Bariloche, Argentina

Distances are great in Patagonia. It would take DAYS to travel by land. Flying is the only way to go really. We have been in the deep south from Nov. 21 to Dec. 10. On Dec. 10, we flew from El Calafate, Argentina to Bariloche, Argentina. Flying over so much beautiful pure clean water, full of minerals from the glacier action of years gone by. Varying blues and greens.

The ride from the airport into the small city of Bariloche was stunning. I have never seen so much beautiful “broom” in bloom along both sides of the road, mile after mile after mile, non-stop. Such a cheerful greeting to our new “home”.

And our new home is a tad embarrassing. This is not our norm! We booked our Patagonia excursions through an Argentinian agent who provided a selection of 5 accommodations in each town/city, and we made our 1st choice of the 5. Clearly, her list of options exceeded our usual standards. Anyway, we are more comfortable in less formal and less outrageously expansive spaces, but we had three lovely 5-star sleeps in our king bed.

Found a delicious inexpensive vegan restaurant the first night. We are located on the very large Lake Argentina, which we saw from the air, with it’s many outreaching arms.

Final day in El Chalten

In El Chalten after our climb to Fitz Roy, we take a free day for relaxation…so fun too…wandering into Patagonia gear shops and bakeries with handmade empanadas and pastries of all sorts. And mate is THE drink here! Locals carry specially fashioned cases to carry their hot water thermos, the mate, and one cup and straw….shared with friends throughout their day.

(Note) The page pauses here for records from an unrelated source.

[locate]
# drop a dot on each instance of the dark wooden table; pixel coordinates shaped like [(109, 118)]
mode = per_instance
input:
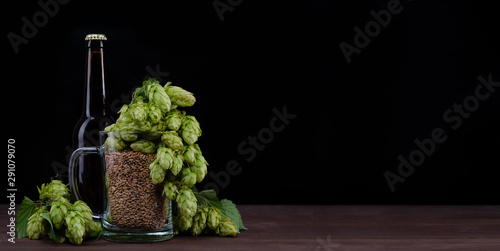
[(325, 228)]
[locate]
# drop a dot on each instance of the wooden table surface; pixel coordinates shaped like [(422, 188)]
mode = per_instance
[(294, 227)]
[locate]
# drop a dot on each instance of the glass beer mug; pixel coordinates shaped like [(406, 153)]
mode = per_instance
[(134, 208)]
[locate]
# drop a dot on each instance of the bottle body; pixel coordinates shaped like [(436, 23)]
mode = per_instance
[(96, 116)]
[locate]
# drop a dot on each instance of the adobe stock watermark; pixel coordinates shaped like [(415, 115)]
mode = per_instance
[(60, 168), (40, 19), (372, 29), (454, 117), (250, 148), (222, 7)]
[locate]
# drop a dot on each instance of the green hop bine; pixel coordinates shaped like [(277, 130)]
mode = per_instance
[(179, 96)]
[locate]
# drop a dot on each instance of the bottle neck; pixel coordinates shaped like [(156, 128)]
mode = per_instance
[(96, 102)]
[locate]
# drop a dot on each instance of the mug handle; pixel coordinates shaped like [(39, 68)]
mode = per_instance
[(82, 151)]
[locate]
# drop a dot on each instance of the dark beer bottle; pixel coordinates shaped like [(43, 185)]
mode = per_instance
[(96, 116)]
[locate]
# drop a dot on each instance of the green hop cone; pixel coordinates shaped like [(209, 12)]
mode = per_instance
[(186, 203), (199, 221), (37, 225), (138, 110), (182, 224), (158, 97), (213, 218), (157, 172), (200, 172), (143, 126), (154, 113), (52, 190), (165, 157), (160, 126), (75, 230), (226, 228), (114, 144), (84, 210), (174, 119), (93, 230), (188, 177), (177, 164), (179, 96), (170, 189), (143, 146), (190, 153), (58, 210), (172, 140)]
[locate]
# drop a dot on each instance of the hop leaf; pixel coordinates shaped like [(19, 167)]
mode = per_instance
[(187, 203), (226, 228)]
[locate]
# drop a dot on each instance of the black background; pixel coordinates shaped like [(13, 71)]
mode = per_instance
[(352, 119)]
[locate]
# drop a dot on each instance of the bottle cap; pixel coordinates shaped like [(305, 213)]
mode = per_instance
[(95, 37)]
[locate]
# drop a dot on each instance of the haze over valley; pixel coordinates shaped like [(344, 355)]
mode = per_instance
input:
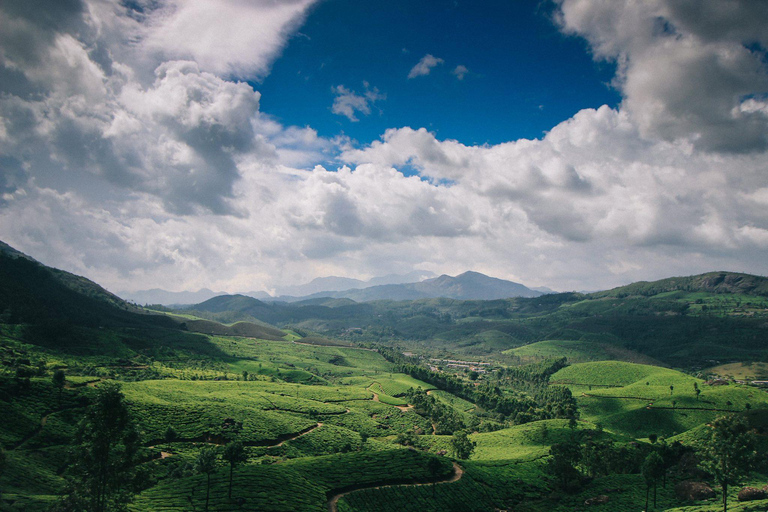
[(358, 256)]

Meanwhile, we’ve also shared the breakfast room with folks from the USA and Spain. This fellow traveler’s son was serving Mezner in Madrid, an alpinist from Austria and Italy, who showed up here in El Chalten today….and our fellow traveler met him incidentally at the bus depot/tourism office. It’s always fun to connect with other travellers and to share stories!

We were so pleased about the beautiful weather during all 4 days here. Windier than we’ve experienced elsewhere; but not a cold wind. It helped us feel comfortable under the warm sunny skies. We did not hike to Pliegue Tumbado from where you get impressive panoramic views of the Mounts Fitz Roy and Torre. Would have liked to!

We took an afternoon bus back to El Calafate, to spend a night before flying out from the airport there.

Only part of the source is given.